- MIT researchers develop a new machine learning-based model to automate many parts of the photo editing process.
- It can be used for simulating certain types of cameras, replacing backgrounds, and adjusting colors.
Most expert editors use Photoshop to make photos look great with creative enhancements. However, making these pictures look realistic is not as simple as it sounds. It requires capturing subtle aesthetic transitions between background and foreground, which could be an extremely difficult task for complex materials such as animal hair.
In these pictures, each pixel doesn’t solely belongs to one element. It’s often tough to figure out which pixels are part of the foreground (or specific subject) and which pixels correspond to the background.
Nowadays, filmmakers are concentrating more on CGI, and thus editors have to be proficient at ‘compositing’ – a method of combining background and foreground pictures in such a way that the scene looks real. This includes putting actors on different planets or giving them a new face, as they did with a fictional character named Davy Jones in Pirates of the Caribbean.
Making every detail right in each frame is a time-consuming and tedious work, even for experts. To makes things easier, the researchers at MIT have developed a new machine learning-based model that automates many parts of the photo editing process.
The main aim of the system is to make the image-editing process easier and faster so that experts don’t have to spend hours tweaking a picture pixel-by-pixel and frame-by-frame. It should take one click to merge photos and build realistic fantasy scenes.
How It Works?
The model takes a photo and splits it into multiple layers separated by a group of ‘soft transitions’. They are calling it Semantic Soft Segmentation. It examines the color and texture of an image and integrates it with data (object recognition) obtained via a neural network.
These soft segments are automatically measured by the system, thus you don’t have to perform any modifications in the image’s specific layer. In short, it makes manual editing tasks, such as setting colors and replacing backgrounds, much easier.
Reference: The Computational Fabrication Group | MIT CSAIL
To implement the algorithm, researches used MATLAB’s eigendecomposition and direct solver. The step took nearly 3 minutes for an image of size 640*480. The relaxed sparsification step utilizes MATLAB’s preconditioned conjugate gradient optimization. Each iteration converges in 50-80 iteration and it takes half a minute. Furthermore, the run-time increases linearly with the number of pixels.

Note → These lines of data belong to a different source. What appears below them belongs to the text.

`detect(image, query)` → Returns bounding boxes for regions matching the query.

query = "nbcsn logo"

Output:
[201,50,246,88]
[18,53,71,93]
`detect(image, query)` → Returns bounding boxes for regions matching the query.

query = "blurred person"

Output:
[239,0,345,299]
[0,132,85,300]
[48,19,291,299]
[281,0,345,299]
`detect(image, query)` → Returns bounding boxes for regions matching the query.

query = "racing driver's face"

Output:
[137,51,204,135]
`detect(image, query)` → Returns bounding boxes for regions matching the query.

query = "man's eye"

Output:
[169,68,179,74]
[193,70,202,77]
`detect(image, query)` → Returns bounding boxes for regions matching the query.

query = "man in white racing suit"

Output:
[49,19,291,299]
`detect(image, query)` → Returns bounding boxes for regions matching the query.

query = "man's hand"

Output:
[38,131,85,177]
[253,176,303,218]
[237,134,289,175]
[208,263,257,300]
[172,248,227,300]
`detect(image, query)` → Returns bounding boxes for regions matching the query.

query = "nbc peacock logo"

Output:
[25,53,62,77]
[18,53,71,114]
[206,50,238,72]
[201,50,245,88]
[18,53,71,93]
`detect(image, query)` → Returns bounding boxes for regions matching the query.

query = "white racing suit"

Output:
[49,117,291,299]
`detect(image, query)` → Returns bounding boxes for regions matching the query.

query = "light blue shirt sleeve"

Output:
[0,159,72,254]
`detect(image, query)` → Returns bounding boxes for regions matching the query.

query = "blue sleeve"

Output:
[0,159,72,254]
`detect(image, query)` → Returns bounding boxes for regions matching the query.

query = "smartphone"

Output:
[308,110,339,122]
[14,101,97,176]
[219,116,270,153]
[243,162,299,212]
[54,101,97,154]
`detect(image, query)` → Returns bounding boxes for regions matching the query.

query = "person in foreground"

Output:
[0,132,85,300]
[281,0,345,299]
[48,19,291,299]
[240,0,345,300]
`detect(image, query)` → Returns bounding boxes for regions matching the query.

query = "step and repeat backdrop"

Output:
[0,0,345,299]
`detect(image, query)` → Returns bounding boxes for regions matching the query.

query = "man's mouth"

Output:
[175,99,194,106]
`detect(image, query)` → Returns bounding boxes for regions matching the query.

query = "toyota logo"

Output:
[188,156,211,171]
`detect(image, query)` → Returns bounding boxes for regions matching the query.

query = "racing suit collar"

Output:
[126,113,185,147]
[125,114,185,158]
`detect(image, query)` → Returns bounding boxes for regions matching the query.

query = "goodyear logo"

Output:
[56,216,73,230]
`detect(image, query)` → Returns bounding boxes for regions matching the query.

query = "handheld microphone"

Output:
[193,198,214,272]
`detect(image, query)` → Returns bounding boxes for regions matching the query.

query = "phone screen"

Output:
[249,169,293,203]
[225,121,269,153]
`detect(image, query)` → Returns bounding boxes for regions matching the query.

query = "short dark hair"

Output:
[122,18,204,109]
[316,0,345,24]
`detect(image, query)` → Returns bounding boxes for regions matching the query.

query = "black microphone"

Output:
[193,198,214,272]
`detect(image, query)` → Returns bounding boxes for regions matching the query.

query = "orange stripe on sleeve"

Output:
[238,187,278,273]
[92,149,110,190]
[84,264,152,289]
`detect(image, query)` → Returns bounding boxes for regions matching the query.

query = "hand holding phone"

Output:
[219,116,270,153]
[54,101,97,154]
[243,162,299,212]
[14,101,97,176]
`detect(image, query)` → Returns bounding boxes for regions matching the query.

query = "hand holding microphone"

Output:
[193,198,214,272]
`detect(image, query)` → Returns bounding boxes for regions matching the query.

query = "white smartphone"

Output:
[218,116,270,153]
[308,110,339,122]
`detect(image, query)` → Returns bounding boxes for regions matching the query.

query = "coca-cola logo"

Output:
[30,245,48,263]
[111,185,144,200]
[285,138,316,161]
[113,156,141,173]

At present, Semantic Soft Segmentation is capable of editing only static images. However, researchers believe that the next version would work with videos as well, opening a variety of film-production applications.
The current model can be used in social platforms, like Snapchat and Instagram to make filters more realistic, especially for simulating certain types of cameras or replacing the backgrounds. In the future, they will try to reduce the image-computing time from minutes to seconds and enhance the model’s ability to handles parameters like shadows, illumination, and color-matching.